New Delhi: After a beguiling interval when Pakistan seemed prepared to see its internal challenges as more serious than those on its eastern border, Islamabad has flatly refused to move troops from the Indian front in what looks like a bid to protect the Taliban from a US surge in Afghanistan.
In briefings to prominent US media, Pakistan officials have suggested that the American military surge in Afghanistan — post the review ordered by Barack Obama after he took office — would result in a sharp spillover in Balochistan where an insurgency is already raging.

Containing increased levels of insurgency in Balochistan would require moving troops from the Indian border which was not possible. Invoking its traditional view that India constitutes the bigger threat, Pakistan`s arguments seem aimed at curtailing US action in Afghanistan, something that will give the Taliban a respite. Pakistan has not been able to shake off the impression that it sees Taliban as "allies" in the long run and its latest moves seem to strengthen this view.

The Pakistani spin on the ongoing US operations in Afghanistan reflects a deeply held conviction that the mountainous country must remain under the control of proxies that Islamabad can trust in order to deliver "strategic depth" against India. Pakistan`s military complex also seems to feel that Taliban will ultimately prevail — helped by the refuge and sustenance the jihadis receive in Waziristan and the North-West Frontier Province.

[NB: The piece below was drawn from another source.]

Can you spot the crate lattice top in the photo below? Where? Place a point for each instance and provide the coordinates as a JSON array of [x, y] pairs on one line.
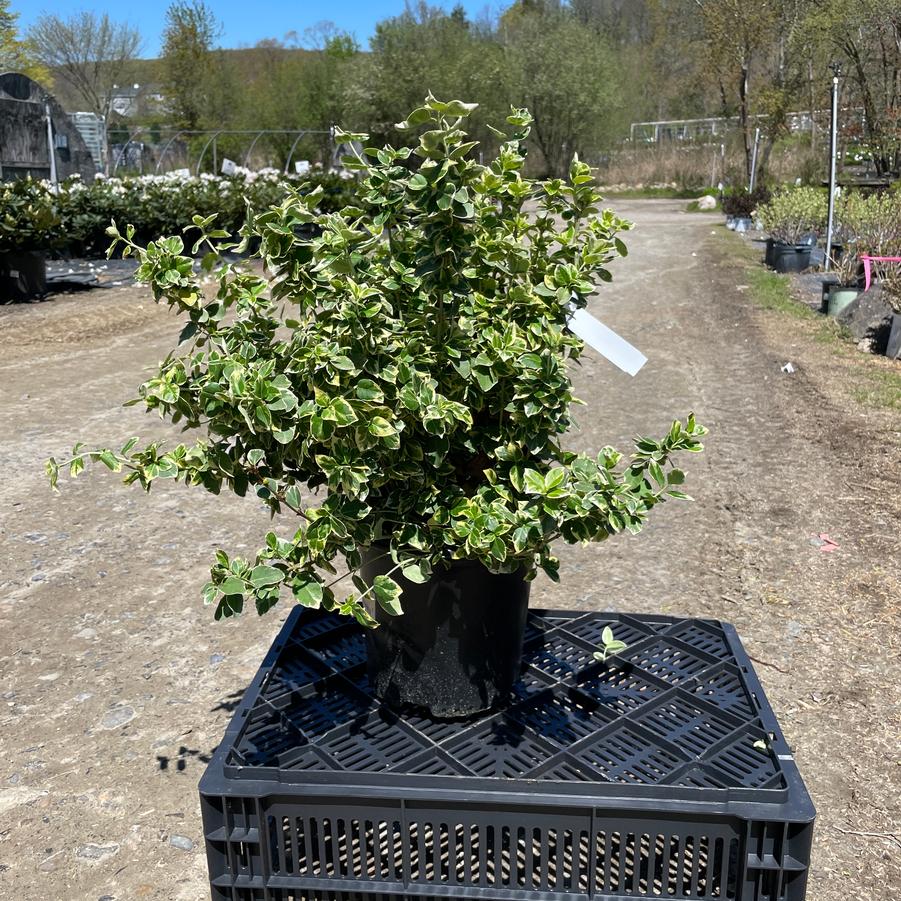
[[679, 707]]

A Pakistani official said, "A Taliban spillover would require Pakistan to put more troops there, troops the country does not have now. Diverting troops from the border with India is out of the question." The significant turnaround comes just weeks after Pakistan army chief Ashfaq Kayani echoed President Asif Ali Zardari in saying that the external threat was less dangerous than the internal one.

Pakistani officials, briefing US journalists, were quoted as saying that negotiating with the Taliban was a better idea for Islamabad than fighting them. The remarks show that no matter how much US tries to portray that the Pakistan army has made a strategic shift on the Taliban, this is not really the case. Even in the case of Swat, held up as Pakistan`s sincere bid to counter jihadis, the Taliban vacated territory and its leaders are still active.

Given the latest Pakistani shift, US demands that India "reciprocate" and be more understanding of Pakistan`s battle with jihadis loses much of its credibility. Secretary of state Hillary Clinton might have said Pakistan was showing "real intent" but sceptics have repeatedly pointed to the need for more verifiable actions from the country.

Earlier this month, Kayani told an officers` commissioning parade of Pakistan Navy in Karachi that the country faced both "external and internal" threats. "While the external threat to Pakistan continues to exist, it is the internal threat that merits immediate attention," said Kayani, according to a military statement. It was terrorism, he said, that "posed a threat to our national security and stability".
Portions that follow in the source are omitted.